Russia has made a series of demands of the West, including scaling back the NATO military presence in Eastern Europe to 1990s levels and guaranteeing that Ukraine could never join NATO. (Mr. Putin has long been vehemently opposed to Ukraine, a former pillar of the Soviet Union, joining NATO, a position he last made forcefully clear when Russian forces reclaimed Crimea in 2014.) The United States has called those demands “non-starters’’ and instead offered a series of proposals aimed at arms control.
“What I do know about Putin is he likes uncertainty,” said Michael A. McFaul, a former U.S. ambassador to Russia. “He has leveraged that in the past for advantage. He is forcing Biden’s hand and everybody else’s.”
Next week, the German chancellor, Olaf Scholz, is scheduled to visit Ukraine’s capital, Kyiv and Moscow, fresh from a visit to Washington where he and Mr. Biden promised a “united” front on shutting down Nord Stream 2, a lucrative Germany-to-Russia gas pipeline project, should Russia invade Ukraine.
Russia’s foreign ministry dismissed American talk of war as mere propaganda.

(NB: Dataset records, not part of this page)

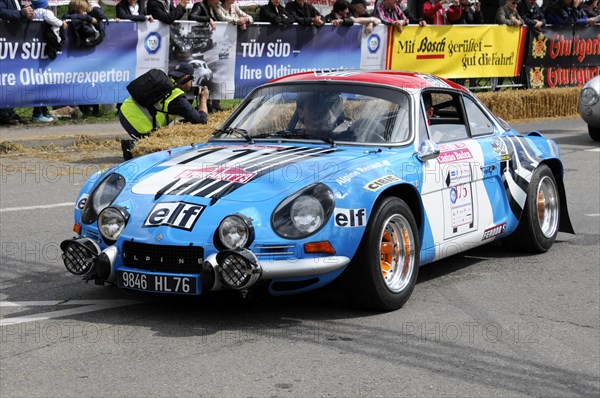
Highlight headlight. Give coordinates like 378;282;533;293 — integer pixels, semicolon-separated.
580;87;599;106
81;173;126;224
98;206;129;243
291;195;324;233
217;214;254;249
272;183;334;239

“A coordinated information attack is being conducted against Moscow,” the ministry said in a statement, along with a list of previous Western warnings of a possible imminent invasion. That messaging, it said, is “aimed at undermining and discrediting Russia’s fair demands for security guarantees, as well as at justifying Western geopolitical aspirations and military absorption of Ukraine’s territory.”
Maria Zakharova, the ministry spokeswoman, wrote on the Telegram app: “The White House’s hysteria is as revealing as ever. The Anglo-Saxons need war. At any price.”

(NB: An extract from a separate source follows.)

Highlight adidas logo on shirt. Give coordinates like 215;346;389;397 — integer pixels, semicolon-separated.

Mr. Sullivan disagreed with the idea that informing Americans of Russia’s military capabilities was the same as calling for a war. “We are trying to stop a war. Prevent war. To avert a war,” he told reporters.
American officials have warned of a grim toll if Mr. Putin proceeds with a military invasion of Ukraine, including the potential deaths of 25,000 to 50,000 civilians, 5,000 to 25,000 members of the Ukrainian military and 3,000 to 10,000 members of the Russian military. Mr. Sullivan said on Friday that officials believed that an attack would likely start with missile and aerial attacks, and continue with a ground invasion.